L'art du mouvement
Un cas d’école : comment dessiner un cheval au galop ?
Scènes de bataille, romans de cape et d’épée, western ou sports d’équitation : il semble si évident de voir dessinés des chevaux en action dans les BD qu’on n’y prête presque plus attention. Et pourtant, ce n’est pas si simple…
Dans les sociétés anciennes, le cheval était un animal extrêmement courant. Et pourtant, jusqu’au XIXe siècle, les artistes ne parvenaient pas à le représenter dans une allure très caractéristique, le galop. Tout simplement parce qu’on n’avait jamais pu faire poser un cheval dans cette position.
Le grand peintre Eugène Delacroix (1798-1863) lui-même, qui réalise de très nombreuses et magnifiques études de chevaux, au pas, au trot, cabrés, couchés, etc, ne parvient pas à dessiner une seule galopade réaliste. Pour Eugène Géricault (1791-1824), par exemple, les chevaux de course font des bonds en étendant leurs jambes un peu à la façon des chats.
Dans les années 1870, Etienne-Jules Marey, un médecin français vivant à Beaune, se spécialise dans la physiologie pour mieux soigner ses patients atteints de problèmes musculaires. Pour ses recherches, il utilise des capteurs électriques, en traçant des diagrammes qui lui permettent d’analyser techniquement les gestes humains.
Il fait de même avec certains animaux, dont le cheval.
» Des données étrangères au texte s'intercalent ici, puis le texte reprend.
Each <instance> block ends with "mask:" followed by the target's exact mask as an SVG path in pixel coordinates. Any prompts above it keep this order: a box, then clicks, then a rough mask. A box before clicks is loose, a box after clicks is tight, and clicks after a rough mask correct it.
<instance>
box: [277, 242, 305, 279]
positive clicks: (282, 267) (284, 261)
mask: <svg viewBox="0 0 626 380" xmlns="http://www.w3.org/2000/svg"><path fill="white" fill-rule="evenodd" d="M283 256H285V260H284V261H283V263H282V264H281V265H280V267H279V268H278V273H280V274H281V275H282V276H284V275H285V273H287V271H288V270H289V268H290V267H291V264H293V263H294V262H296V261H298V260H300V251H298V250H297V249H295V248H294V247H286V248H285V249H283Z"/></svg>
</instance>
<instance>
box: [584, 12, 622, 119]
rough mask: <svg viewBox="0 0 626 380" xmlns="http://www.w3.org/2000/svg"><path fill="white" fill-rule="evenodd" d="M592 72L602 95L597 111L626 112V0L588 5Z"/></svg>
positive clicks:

Il publie un ouvrage La Machine animale (1874) vivement critiqué, notamment par les artistes, car il s’oppose aux conceptions traditionnelles.
Collaborant avec un photographe anglais, Eadweard Muybridge, Marey poursuit ses travaux. En 1882, il invente la chronophotographie, procédé par lequel il parvient à prendre plusieurs photos d’un même mouvement. Dont le galop d’un cheval.
Désormais, les artistes pourront se baser sur ces études scientifiques pour approcher du réel, comme Charles Russell (1864-1926) ou Frédéric Remington (1861-1909), peintres du Far West. Par ailleurs, les travaux de Marey permettront aux frères Lumière d’inventer… le cinéma.
Cela nous rappelle que derrière un simple petit dessin de BD, il peut y avoir un grand professionnalisme.